Harnessing of Wind Energy is Hot Topic at Regional Conference
The Mid-Atlantic Coastal Ocean Observing Regional Association (MACOORA), which held its annual meeting at the Renaissance Hotel in Portsmouth this week, has a rich history of deliberations on topics ranging from water quality to storm surges. But an issue that is relatively new on its radar--offshore wind farms--got a lot of attention at this year's meeting.
Before the winds off the shores of Virginia and nearby states can be harnessed for generating electricity, much research and other preparatory work must be done to promote the safe and efficient operations of giant wind turbines, as well as the transmission of electricity by power lines along the ocean's floor back to shore. The several hundred participants seemed to agree on the conference's opening day, Tuesday, Nov. 17, that MACOORA can and should be a major player in wind-energy studies.
Larry Atkinson, the Old Dominion University eminent professor and Samuel A. and Fay M. Slover Professor of Oceanography, led a breakout session on offshore wind power Tuesday afternoon that attracted a standing-room-only audience. Participants included representatives of universities, government agencies, private industry and the public.
George Hagerman, senior research associate with the Center for Energy and Global Environment at Virginia Tech's Advanced Research Institute and the director of the wind-energy initiative of the Virginia Coastal Energy Research Consortium (VCERC), was a principal presenter at the breakout session.
Atkinson is involved in VCERC research pertaining to offshore wind potential, as is Jose Blanco, a research scientist at ODU's Center for Coastal Physical Oceanography (CCPO), who was another participant in the breakout session. Elizabeth Smith, a CCPO research scientist, was one of the MACOORA conference organizers.

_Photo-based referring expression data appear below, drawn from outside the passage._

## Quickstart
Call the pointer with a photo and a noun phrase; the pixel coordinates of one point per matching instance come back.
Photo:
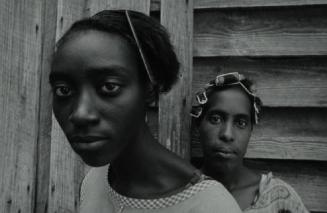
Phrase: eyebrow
(114, 70)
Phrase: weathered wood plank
(20, 45)
(295, 82)
(210, 4)
(66, 169)
(174, 121)
(282, 31)
(285, 133)
(48, 30)
(93, 7)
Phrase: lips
(86, 139)
(224, 153)
(88, 143)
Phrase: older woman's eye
(242, 123)
(62, 91)
(109, 88)
(215, 119)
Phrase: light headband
(228, 79)
(139, 47)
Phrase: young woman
(227, 111)
(105, 71)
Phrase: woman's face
(225, 128)
(98, 98)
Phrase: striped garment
(276, 196)
(205, 196)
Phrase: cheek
(208, 134)
(244, 138)
(125, 111)
(61, 112)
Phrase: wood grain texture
(174, 121)
(280, 82)
(66, 169)
(284, 133)
(48, 30)
(66, 174)
(93, 6)
(210, 4)
(20, 45)
(281, 31)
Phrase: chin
(94, 161)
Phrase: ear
(151, 95)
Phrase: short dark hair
(152, 36)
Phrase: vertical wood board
(174, 120)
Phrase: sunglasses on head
(228, 79)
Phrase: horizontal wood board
(285, 31)
(279, 82)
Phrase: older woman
(227, 112)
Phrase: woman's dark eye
(215, 119)
(242, 123)
(110, 88)
(62, 91)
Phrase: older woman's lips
(223, 153)
(88, 143)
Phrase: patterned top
(276, 196)
(200, 196)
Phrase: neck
(134, 157)
(229, 176)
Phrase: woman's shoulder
(275, 193)
(213, 197)
(94, 181)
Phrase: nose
(84, 112)
(226, 132)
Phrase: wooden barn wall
(280, 44)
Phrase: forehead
(231, 101)
(92, 49)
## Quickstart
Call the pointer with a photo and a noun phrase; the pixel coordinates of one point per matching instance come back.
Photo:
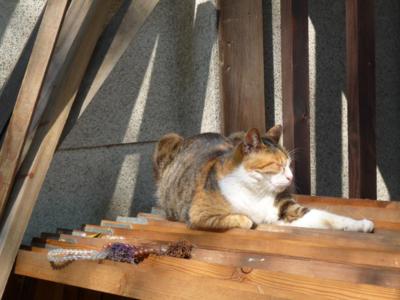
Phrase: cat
(214, 182)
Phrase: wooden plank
(295, 93)
(276, 263)
(353, 202)
(37, 162)
(10, 153)
(68, 42)
(360, 64)
(382, 238)
(333, 250)
(193, 279)
(242, 57)
(323, 238)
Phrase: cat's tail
(165, 151)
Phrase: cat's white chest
(247, 201)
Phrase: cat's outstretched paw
(367, 225)
(244, 222)
(363, 225)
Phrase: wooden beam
(277, 243)
(295, 85)
(193, 279)
(68, 41)
(276, 263)
(360, 63)
(11, 150)
(242, 56)
(37, 162)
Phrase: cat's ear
(252, 140)
(274, 133)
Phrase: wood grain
(295, 89)
(193, 279)
(277, 263)
(333, 250)
(360, 92)
(242, 57)
(37, 162)
(11, 150)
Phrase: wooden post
(34, 168)
(14, 140)
(360, 43)
(295, 85)
(241, 48)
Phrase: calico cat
(213, 182)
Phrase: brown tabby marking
(187, 173)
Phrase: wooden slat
(193, 279)
(68, 42)
(360, 64)
(295, 93)
(276, 263)
(37, 162)
(241, 49)
(385, 239)
(334, 250)
(10, 153)
(355, 203)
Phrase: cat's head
(263, 161)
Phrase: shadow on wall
(328, 20)
(329, 53)
(103, 167)
(269, 69)
(387, 28)
(158, 86)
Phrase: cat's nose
(289, 176)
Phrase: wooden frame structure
(274, 261)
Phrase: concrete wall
(167, 80)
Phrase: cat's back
(187, 158)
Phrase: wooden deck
(270, 262)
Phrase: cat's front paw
(363, 225)
(244, 222)
(367, 225)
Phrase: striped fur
(213, 182)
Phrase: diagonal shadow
(387, 27)
(328, 19)
(268, 64)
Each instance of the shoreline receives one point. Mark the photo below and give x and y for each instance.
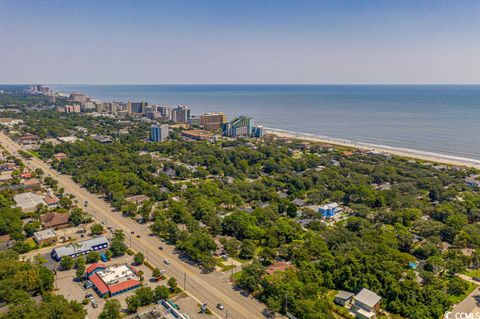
(391, 150)
(402, 152)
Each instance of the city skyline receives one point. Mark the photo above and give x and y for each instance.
(188, 42)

VCERC, which is exploring several alternative energy strategies, including the production of biodiesel fuel from algae, is headquartered at ODU and the executive director is Patrick Hatcher, the ODU Batten Endowed Chair in Physical Sciences.

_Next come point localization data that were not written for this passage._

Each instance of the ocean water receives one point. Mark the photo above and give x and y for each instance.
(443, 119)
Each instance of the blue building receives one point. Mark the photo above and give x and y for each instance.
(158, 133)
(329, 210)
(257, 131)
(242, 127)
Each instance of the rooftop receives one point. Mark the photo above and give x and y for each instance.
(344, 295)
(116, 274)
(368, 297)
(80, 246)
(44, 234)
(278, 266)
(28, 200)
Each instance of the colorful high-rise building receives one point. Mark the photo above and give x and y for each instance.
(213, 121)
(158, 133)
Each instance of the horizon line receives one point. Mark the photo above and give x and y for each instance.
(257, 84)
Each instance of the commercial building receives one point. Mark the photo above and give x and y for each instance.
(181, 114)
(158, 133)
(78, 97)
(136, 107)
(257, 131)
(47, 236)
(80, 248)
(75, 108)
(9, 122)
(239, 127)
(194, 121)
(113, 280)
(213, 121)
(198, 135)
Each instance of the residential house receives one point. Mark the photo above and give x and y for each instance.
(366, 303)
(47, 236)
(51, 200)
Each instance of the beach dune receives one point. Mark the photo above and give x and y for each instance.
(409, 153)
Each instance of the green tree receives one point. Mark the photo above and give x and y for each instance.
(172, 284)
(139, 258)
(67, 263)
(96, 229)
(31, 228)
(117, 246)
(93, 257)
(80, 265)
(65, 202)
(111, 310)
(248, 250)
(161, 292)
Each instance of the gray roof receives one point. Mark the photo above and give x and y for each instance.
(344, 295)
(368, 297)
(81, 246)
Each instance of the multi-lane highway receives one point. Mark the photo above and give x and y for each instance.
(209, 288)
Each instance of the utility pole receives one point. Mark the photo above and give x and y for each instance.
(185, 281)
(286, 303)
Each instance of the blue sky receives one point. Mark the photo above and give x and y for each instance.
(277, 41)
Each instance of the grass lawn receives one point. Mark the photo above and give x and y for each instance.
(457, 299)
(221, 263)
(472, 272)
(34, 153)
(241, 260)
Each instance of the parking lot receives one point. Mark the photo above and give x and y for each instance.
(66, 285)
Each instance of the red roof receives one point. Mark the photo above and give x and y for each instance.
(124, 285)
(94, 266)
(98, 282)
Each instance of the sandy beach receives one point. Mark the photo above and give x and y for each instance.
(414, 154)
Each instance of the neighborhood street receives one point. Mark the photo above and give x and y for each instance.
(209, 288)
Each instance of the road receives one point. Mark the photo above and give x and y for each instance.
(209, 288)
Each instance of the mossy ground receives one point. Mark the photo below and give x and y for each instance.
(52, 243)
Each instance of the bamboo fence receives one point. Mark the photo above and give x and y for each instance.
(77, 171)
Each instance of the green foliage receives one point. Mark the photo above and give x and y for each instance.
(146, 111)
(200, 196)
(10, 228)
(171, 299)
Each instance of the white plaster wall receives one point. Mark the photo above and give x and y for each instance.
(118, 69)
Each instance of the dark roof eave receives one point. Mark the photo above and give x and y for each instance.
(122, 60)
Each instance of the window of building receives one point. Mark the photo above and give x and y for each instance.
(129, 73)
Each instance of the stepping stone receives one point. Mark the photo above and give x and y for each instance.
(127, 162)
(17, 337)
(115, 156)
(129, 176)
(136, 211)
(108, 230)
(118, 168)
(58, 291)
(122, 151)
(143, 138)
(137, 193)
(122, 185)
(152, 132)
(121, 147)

The U.S. Department of Interior's Mineral Management Service (MMS), represented at the MACOORA meeting by Walter Johnson, an oceanographer with the service's Environmental Sciences Branch, is in charge of leasing offshore sites related to wind-farm development. Johnson said the regulatory structure affecting the leasing and leaseholders has not been finalized, but that interested parties can submit commercial wind-farm lease applications, or proceed under an interim policy that allows leaseholders to gain access to plots and begin to conduct research.
Two commercial lease applications have been filed for Virginia waters. In New Jersey and Delaware, sites are being leased under the interim policy, and meteorological research towers costing upwards of $10 million are to be constructed on them.
Participants in the breakout session discussed partnerships and other ways that more meteorological towers can be built as soon as possible in the mid-Atlantic coastal waters. Data collected by these towers could fill gaps in research about wind potential through the seasons, other climatology factors, currents, storms and so forth.
Hagerman noted that meteorological and avian data acquisition research towers could be constructed in mid-Atlantic coastal waters by the state governments of Virginia, North Carolina and Maryland under a special MMS provision. He suggested that if these towers are built, the data collection and analysis could be managed by MACOORA.
Overall, Hagerman said, MACOORA can "facilitate good decision making and coordination" as wind farms are being considered by the mid-Atlantic states.
A major VCERC research document on wind-energy resources off the coast of Virginia is nearing completion, Hagerman said. The report will include data on physical oceanography issues and potential power production, as well as recommendations for research. In addition, the report will offer analysis and commentary about the onshore industries that would support the wind farms, the potential economic impact on coastal Virginia of wind farm development, and alternatives for transmission of wind-generated electricity along the East Coast.
The wind-energy push is heating up on other fronts as well. Gov. Timothy Kaine announced Nov. 11 that Virginia has joined a partnership with Maryland and Delaware to promote the development of offshore wind farms in the mid-Atlantic region. Earlier this year, Kaine initiated the formation of a federal-state-local task force to guide and facilitate the process of leasing federal waters off the Virginia coast for wind turbine development. That task force is schedule to meet in Virginia Beach next month.